Global Medicines Program

Malaria in Pregnancy Consortium – Pharmacovigilance Activities

The aim of the Malaria in Pregnancy (MiP) Consortium is to identify and evaluate, as speedily and effectively as possible, new ways of preventing and treating malaria in pregnancy to improve the evidence base for its control.  The research agenda of the MiP Consortium, based at the Liverpool School of Tropical Medicine (LSTM), is framed around 4 main themes:

1) Case management Africa, Asia and Latin America
2) Prevention Africa
3) Prevention non Africa
4) Public Health Impact

The University of Washington provides leadership and support for the MiP Consortium’s cross-cutting research activities in the area of pharmacovigilance.  For example, a centralized, pharmacovigilance database for safety reporting of pregnant women within the MiP Consortium project sites who are exposed to antimalarial drugs has been established at the LSTM and this pooled safety information will be used for the identification and evaluation of safety signals.
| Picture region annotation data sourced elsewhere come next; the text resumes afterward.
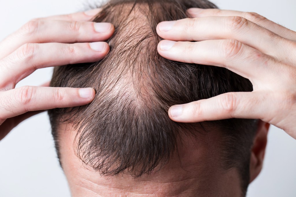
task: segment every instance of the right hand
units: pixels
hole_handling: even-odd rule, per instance
[[[92,101],[95,92],[91,88],[15,88],[38,68],[103,58],[110,48],[102,41],[112,35],[114,28],[110,23],[88,21],[99,11],[35,19],[0,43],[0,140],[40,110],[83,105]]]

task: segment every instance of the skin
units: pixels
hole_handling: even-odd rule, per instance
[[[88,21],[99,11],[33,20],[0,43],[0,140],[21,122],[43,110],[92,101],[95,92],[91,88],[46,87],[49,83],[41,87],[15,87],[36,69],[104,57],[109,46],[102,41],[112,35],[114,28],[110,23]]]
[[[253,13],[198,8],[188,12],[194,18],[158,24],[157,33],[165,39],[158,45],[159,54],[226,68],[250,80],[253,91],[174,106],[170,118],[184,122],[259,119],[296,139],[296,32]]]
[[[251,151],[250,182],[262,168],[269,125],[259,123]],[[69,124],[59,126],[60,161],[73,197],[242,196],[236,169],[221,167],[220,131],[200,134],[198,140],[183,135],[182,145],[178,143],[178,154],[173,154],[163,168],[134,179],[125,174],[100,176],[75,154],[77,131]]]
[[[40,110],[91,102],[95,93],[91,88],[86,89],[88,93],[84,91],[82,98],[81,88],[44,87],[48,84],[15,87],[36,69],[94,62],[103,57],[109,46],[100,41],[110,37],[114,28],[110,24],[105,33],[96,32],[94,23],[87,21],[99,11],[92,12],[33,20],[0,43],[0,51],[3,51],[0,54],[0,139]],[[169,115],[173,120],[184,122],[232,117],[258,118],[264,121],[259,122],[251,150],[251,181],[262,167],[269,127],[264,122],[284,129],[296,138],[293,129],[296,123],[293,121],[296,112],[296,60],[293,55],[296,48],[295,33],[255,14],[197,9],[189,12],[199,17],[180,20],[172,26],[171,23],[170,30],[164,22],[159,25],[158,33],[167,39],[160,43],[160,54],[173,60],[225,67],[249,79],[254,91],[228,93],[182,105],[178,116],[176,115],[176,106],[173,106]],[[238,16],[228,16],[233,15]],[[203,24],[207,28],[203,28]],[[209,24],[213,28],[209,28]],[[162,25],[166,26],[166,30],[161,30]],[[57,29],[55,30],[53,26]],[[217,27],[220,28],[215,29]],[[62,35],[57,30],[61,28],[65,31]],[[179,41],[168,42],[168,40]],[[280,75],[277,74],[279,71]],[[202,189],[209,196],[239,196],[237,172],[235,169],[223,171],[217,165],[216,158],[219,157],[215,154],[218,152],[215,145],[219,141],[216,135],[207,136],[209,141],[205,144],[188,139],[190,143],[179,150],[183,168],[174,155],[163,169],[137,182],[125,176],[109,179],[98,176],[84,166],[75,155],[75,131],[67,128],[61,128],[61,161],[73,196],[196,196]],[[214,156],[205,154],[209,150],[213,151],[211,153]],[[207,179],[204,180],[207,182],[201,183],[197,178],[208,167],[199,163],[203,160],[213,164],[215,175],[207,175]],[[184,175],[186,178],[182,179]],[[210,186],[215,183],[219,187]],[[207,196],[205,193],[201,195]]]

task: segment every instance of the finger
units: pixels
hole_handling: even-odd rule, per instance
[[[44,83],[43,84],[42,84],[40,86],[42,87],[49,87],[50,86],[50,81],[48,81],[47,82]]]
[[[228,93],[172,106],[168,114],[173,120],[183,122],[233,118],[262,119],[264,114],[271,112],[267,111],[267,109],[271,108],[266,106],[269,104],[261,97],[259,93],[254,92]]]
[[[96,14],[102,11],[102,8],[99,8],[67,14],[63,14],[58,16],[40,18],[34,19],[39,20],[62,20],[75,21],[76,21],[89,20],[94,18]]]
[[[15,117],[9,118],[2,122],[0,121],[0,140],[4,138],[12,129],[26,119],[45,111],[44,110],[29,112]]]
[[[25,86],[0,93],[0,119],[28,112],[68,107],[88,104],[95,92],[90,88]]]
[[[279,60],[295,61],[291,54],[294,51],[287,47],[292,46],[293,41],[240,17],[208,17],[165,21],[159,24],[157,30],[163,38],[176,41],[235,39]]]
[[[245,12],[221,10],[218,9],[190,8],[187,10],[192,17],[202,17],[211,16],[241,17],[257,23],[282,37],[296,41],[296,32],[267,19],[254,12]]]
[[[0,88],[14,87],[38,68],[98,61],[109,50],[104,42],[25,44],[0,60]]]
[[[73,43],[102,41],[111,37],[114,31],[114,26],[109,23],[32,21],[0,43],[0,51],[3,51],[0,54],[0,59],[26,43]]]
[[[236,40],[193,42],[164,40],[157,50],[160,55],[171,60],[226,68],[249,79],[253,85],[270,84],[270,79],[279,77],[276,76],[279,66],[275,66],[272,57]]]

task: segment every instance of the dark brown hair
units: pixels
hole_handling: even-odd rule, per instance
[[[91,87],[96,93],[87,105],[49,111],[58,154],[58,127],[71,123],[78,130],[77,155],[86,164],[101,175],[136,177],[167,163],[181,133],[218,129],[223,136],[222,165],[237,168],[245,193],[256,121],[186,124],[167,114],[173,105],[252,90],[248,80],[224,68],[171,61],[158,54],[157,24],[187,17],[186,10],[193,7],[216,7],[205,0],[113,0],[103,7],[93,21],[111,22],[116,30],[107,41],[107,56],[54,69],[52,86]]]

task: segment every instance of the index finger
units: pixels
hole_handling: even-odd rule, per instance
[[[85,12],[81,12],[53,16],[45,18],[40,18],[34,19],[33,20],[59,20],[75,21],[87,21],[91,20],[102,10],[102,8],[96,8]]]
[[[296,41],[296,32],[268,20],[255,12],[250,12],[219,9],[202,9],[192,8],[187,10],[193,17],[204,17],[229,16],[237,16],[263,26],[280,36],[292,40]]]

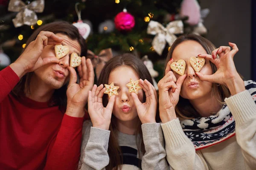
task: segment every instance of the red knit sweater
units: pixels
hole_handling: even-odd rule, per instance
[[[84,118],[16,99],[10,92],[19,80],[9,67],[0,71],[0,169],[77,169]]]

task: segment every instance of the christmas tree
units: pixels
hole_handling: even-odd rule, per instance
[[[43,3],[42,11],[33,11]],[[17,9],[20,3],[23,8]],[[206,34],[202,18],[209,11],[202,10],[199,4],[196,0],[0,0],[0,60],[1,55],[4,58],[6,54],[14,62],[29,36],[41,26],[57,20],[74,23],[81,14],[83,22],[90,28],[85,40],[89,50],[98,54],[111,48],[114,54],[130,52],[140,58],[147,55],[160,73],[157,82],[163,76],[165,59],[176,37],[188,33]],[[190,11],[186,9],[188,6]],[[26,22],[32,12],[25,8],[37,16],[36,23]],[[27,18],[21,18],[19,22],[15,18],[20,12]],[[189,16],[189,12],[193,14]],[[189,21],[192,17],[194,20]],[[20,23],[24,23],[19,26]],[[0,69],[6,66],[0,62]]]

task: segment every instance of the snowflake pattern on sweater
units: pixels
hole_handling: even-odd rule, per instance
[[[245,81],[245,89],[256,103],[256,82]],[[215,115],[180,121],[183,130],[199,150],[224,141],[236,134],[236,122],[227,104]]]

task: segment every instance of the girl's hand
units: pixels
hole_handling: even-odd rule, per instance
[[[138,116],[143,124],[156,122],[156,114],[157,105],[157,91],[147,80],[140,79],[140,85],[145,92],[146,102],[142,103],[134,93],[131,96],[136,107]]]
[[[176,119],[175,107],[179,101],[181,85],[186,74],[180,76],[177,80],[171,70],[170,65],[173,62],[171,60],[167,63],[165,75],[157,84],[159,92],[159,112],[163,123]]]
[[[236,71],[234,61],[235,54],[239,51],[236,44],[229,42],[229,46],[221,46],[212,52],[212,55],[203,54],[199,55],[214,63],[217,71],[212,75],[204,75],[200,72],[196,73],[200,79],[203,81],[218,83],[227,87],[232,95],[235,94],[245,90],[244,81]],[[217,58],[217,55],[219,56]]]
[[[110,97],[106,108],[102,104],[102,96],[106,88],[103,85],[97,87],[93,86],[92,91],[89,91],[88,97],[88,112],[93,127],[108,130],[115,96]]]

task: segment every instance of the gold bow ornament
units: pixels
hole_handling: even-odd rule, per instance
[[[152,42],[152,46],[156,52],[161,55],[166,41],[171,46],[177,38],[175,34],[183,34],[183,23],[181,20],[174,21],[169,23],[164,28],[160,23],[151,20],[148,23],[147,33],[156,35]]]
[[[87,58],[90,59],[92,61],[97,79],[99,79],[100,73],[106,63],[113,57],[112,50],[110,48],[102,50],[98,55],[96,55],[90,50],[87,51]]]
[[[35,24],[38,21],[35,12],[43,12],[44,8],[44,0],[34,0],[27,5],[21,0],[10,0],[8,11],[18,12],[16,17],[12,19],[13,24],[17,28],[23,25]]]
We are also developing and field testing, in selected MiP Consortium sites (Kenya, Mozambique, Burkina Faso, Thailand), observational methodologies and improved methods for active surveillance of antimalarial drug use in early pregnancy and related pregnancy outcomes, with an emphasis on documenting any use of ACTs during early pregnancy. The proposed study will produce complementary information (i.e., 1st trimester safety) to that collected in the MiPc trials that focus safety and efficacy of antimalarial treatment, either curative or preventive, in the 2nd and 3rd trimesters of pregnancy.